Toplumun değişim arzusuna, demokrasi özlemine siyasetçilerin cevabı son 50 yıldır hep aynı olmuştur: "Ülkemiz henüz hazır değil"
Dünya değişse de bizdeki bu yaklaşım hiç değişmiyor.
İşte bunun son örneği...
Başbakan Erdoğan, yabancı gazetecilerin de bulunduğu bir canlı yayında yüzde 10 seçim barajıyla ilgili bir soruya aynen şu cevabı verdi:
"Ülkemiz henüz hazır değil"
Aynı ülkede Baykal da halkın cumhurbaşkanını seçmeye hazır olmadığını söylüyor.
Yani iktidar da muhalefet de halka güvenmiyor.
Bu yaklaşımlar nedeniyle de ne Kürt meselesi, ne Türban, ne de Alevi sorunu siyasetin gündemine taşınamıyor.
Ve Türkiye kan kaybediyor...
Böylece sivil siyasetçi ile elit bürokrat ya da son günlerin moda deyimiyle "devlet kurumları" arasında hiçbir fark kalmıyor.
Dikkat edilirse bu farksızlık nedeniyle 4.5 yıldır iktidar olan AK Parti, millete verdiği sözü unutarak seçim ve siyasi partiler kanununu da değiştirmedi.
Bu yüzden, şimdi milletvekili olmak için siyasi partilerin kapısında kuyruk olan binlerce aday adayının kaderi liderlerin iki dudağı arasında...
Peki o insanlar bu şartlarda milletin gerçek "vekili" olabilir mi?

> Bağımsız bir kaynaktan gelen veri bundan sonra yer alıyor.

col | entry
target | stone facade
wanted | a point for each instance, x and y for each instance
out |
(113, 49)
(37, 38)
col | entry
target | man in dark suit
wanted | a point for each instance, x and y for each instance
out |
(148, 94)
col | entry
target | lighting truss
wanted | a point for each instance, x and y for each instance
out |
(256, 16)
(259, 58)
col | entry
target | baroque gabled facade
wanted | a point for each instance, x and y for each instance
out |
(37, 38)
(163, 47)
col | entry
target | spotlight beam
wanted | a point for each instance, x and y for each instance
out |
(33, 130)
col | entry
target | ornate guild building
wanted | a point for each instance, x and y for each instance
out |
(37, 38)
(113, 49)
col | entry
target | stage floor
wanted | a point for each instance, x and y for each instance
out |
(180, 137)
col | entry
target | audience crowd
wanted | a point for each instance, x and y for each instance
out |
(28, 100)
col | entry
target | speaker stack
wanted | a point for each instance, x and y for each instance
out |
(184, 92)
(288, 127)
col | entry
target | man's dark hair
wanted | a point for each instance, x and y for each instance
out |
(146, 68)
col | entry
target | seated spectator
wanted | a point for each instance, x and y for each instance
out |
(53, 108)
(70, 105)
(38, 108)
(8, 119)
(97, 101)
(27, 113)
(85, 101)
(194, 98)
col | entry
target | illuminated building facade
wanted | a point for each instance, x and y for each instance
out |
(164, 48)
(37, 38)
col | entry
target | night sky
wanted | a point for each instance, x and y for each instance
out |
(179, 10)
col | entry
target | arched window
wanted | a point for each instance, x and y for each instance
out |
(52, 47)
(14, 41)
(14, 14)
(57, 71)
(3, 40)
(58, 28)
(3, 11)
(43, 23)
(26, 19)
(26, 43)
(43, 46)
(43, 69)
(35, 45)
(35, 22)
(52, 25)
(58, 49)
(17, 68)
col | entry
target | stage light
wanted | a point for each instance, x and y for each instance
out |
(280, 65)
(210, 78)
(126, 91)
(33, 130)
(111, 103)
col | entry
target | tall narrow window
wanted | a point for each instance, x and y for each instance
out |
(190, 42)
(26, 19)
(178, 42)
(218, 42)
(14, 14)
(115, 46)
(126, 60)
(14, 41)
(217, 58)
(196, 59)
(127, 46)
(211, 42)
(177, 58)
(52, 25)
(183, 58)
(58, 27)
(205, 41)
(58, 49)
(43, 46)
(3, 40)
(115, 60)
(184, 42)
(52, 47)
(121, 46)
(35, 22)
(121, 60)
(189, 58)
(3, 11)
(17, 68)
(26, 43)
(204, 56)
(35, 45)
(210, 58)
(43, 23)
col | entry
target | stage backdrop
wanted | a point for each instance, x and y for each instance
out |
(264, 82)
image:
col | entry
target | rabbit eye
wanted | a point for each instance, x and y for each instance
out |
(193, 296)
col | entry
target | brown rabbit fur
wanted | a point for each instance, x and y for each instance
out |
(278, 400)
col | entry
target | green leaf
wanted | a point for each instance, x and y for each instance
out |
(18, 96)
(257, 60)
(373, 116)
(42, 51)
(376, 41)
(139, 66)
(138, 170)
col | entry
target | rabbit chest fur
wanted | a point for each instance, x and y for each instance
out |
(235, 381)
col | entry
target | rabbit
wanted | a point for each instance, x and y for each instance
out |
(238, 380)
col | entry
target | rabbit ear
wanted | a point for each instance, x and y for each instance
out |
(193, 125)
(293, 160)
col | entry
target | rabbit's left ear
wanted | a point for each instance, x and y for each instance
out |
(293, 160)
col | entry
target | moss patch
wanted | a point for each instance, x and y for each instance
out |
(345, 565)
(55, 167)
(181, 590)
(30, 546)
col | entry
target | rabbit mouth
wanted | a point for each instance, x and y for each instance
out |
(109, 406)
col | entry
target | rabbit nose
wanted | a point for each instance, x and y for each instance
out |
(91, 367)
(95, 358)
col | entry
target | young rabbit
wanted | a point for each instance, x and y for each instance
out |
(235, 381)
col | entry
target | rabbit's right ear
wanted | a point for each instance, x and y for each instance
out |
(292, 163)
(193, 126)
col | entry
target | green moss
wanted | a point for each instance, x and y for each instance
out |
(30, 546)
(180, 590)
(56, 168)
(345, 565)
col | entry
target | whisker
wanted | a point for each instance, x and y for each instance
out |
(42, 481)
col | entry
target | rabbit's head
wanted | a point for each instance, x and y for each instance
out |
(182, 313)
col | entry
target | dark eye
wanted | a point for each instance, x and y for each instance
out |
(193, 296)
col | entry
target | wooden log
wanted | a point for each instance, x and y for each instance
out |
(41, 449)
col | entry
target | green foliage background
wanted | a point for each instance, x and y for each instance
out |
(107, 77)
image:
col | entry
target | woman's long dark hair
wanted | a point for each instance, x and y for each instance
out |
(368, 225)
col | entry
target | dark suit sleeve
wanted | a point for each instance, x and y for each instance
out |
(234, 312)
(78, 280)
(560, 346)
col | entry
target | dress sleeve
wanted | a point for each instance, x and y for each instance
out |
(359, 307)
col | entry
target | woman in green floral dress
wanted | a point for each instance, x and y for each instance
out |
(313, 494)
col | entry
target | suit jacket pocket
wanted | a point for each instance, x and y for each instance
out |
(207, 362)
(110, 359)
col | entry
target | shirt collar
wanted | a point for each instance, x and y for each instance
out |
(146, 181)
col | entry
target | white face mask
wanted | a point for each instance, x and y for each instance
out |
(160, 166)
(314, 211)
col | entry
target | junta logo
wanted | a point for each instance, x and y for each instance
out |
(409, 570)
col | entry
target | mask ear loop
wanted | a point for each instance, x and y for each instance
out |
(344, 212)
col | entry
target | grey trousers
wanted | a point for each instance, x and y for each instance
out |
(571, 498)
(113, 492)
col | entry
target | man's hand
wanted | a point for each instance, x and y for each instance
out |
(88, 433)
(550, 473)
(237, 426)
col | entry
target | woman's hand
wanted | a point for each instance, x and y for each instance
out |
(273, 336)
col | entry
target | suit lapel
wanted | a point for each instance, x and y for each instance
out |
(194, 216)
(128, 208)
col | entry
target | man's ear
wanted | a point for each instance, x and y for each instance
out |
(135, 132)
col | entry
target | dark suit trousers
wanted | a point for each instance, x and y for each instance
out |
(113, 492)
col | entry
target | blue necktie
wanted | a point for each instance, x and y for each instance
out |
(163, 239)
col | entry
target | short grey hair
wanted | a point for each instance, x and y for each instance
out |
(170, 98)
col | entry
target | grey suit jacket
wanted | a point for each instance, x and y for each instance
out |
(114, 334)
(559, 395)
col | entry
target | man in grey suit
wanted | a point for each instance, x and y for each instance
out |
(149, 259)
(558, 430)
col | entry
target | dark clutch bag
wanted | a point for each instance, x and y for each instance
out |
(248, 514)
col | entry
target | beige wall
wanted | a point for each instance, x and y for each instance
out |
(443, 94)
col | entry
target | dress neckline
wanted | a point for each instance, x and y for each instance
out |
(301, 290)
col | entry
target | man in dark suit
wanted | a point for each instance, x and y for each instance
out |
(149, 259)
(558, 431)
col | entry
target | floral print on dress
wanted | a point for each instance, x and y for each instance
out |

Mevcut sistemin gelip kilitlendiği nokta işte burası. Siyaset toplumla buluşamadığı için her on yılda bir ya darbelere maruz kalıyor, ya da son yaşadığımız gibi "sanal muhtıra" ile "dizayn"
ediliyor...
Oysa çözüm var.
Birkaç gün önce kaleme aldığımız "Dar Bölge seçim sistemi" ile ilgili yazımız üzerine şimdi eski sayılan ama siyaset yaptığı dönemde saygınlığıyla bilinen eski Devlet Bakanı Dr. Işın Çelebi bir çalışmasını gönderdi.
Kitap haline getirilen çalışma siyasetin toplumla buluşmasını sağlayacak ve tam da bugünlerde sıkıntısını hissettiğimiz iki konuyla ilgili.
"Siyasi Partiler Ve Seçim Kanunları"
Türkiye hala bu iki kanunun değişmesini bekliyor. Oysa Çelebi, bir grup arkadaşıyla bu konuyu daha 2001 yılında hazırlamış ve meclise sunmuş. Eminim bu tür başka çalışmalar da var.
Işın Çelebi gönderdiği metinde şöyle diyor:
"Temsilde adalet ve istikrar için bu iki kanunun mutlaka değişmesi gerekliliği uzun süredir toplumun her kesiminde genel kabul görmektedir" Kitap ana hatlarıyla siyasi partiler kanununda ön seçimi, üyelik, adaylık ve siyasetin finansmanında ise şeffaflığı öneriyor. Seçim Kanunu'nun değişmesiyle de 100 Türkiye milletvekilliği ve seçim barajının da yüzde 5'e indirilmesi önerileri dikkat çekiyor.
Ancak sorun şu, Türkiye'de bu değişimi isteyen sivil irade yok.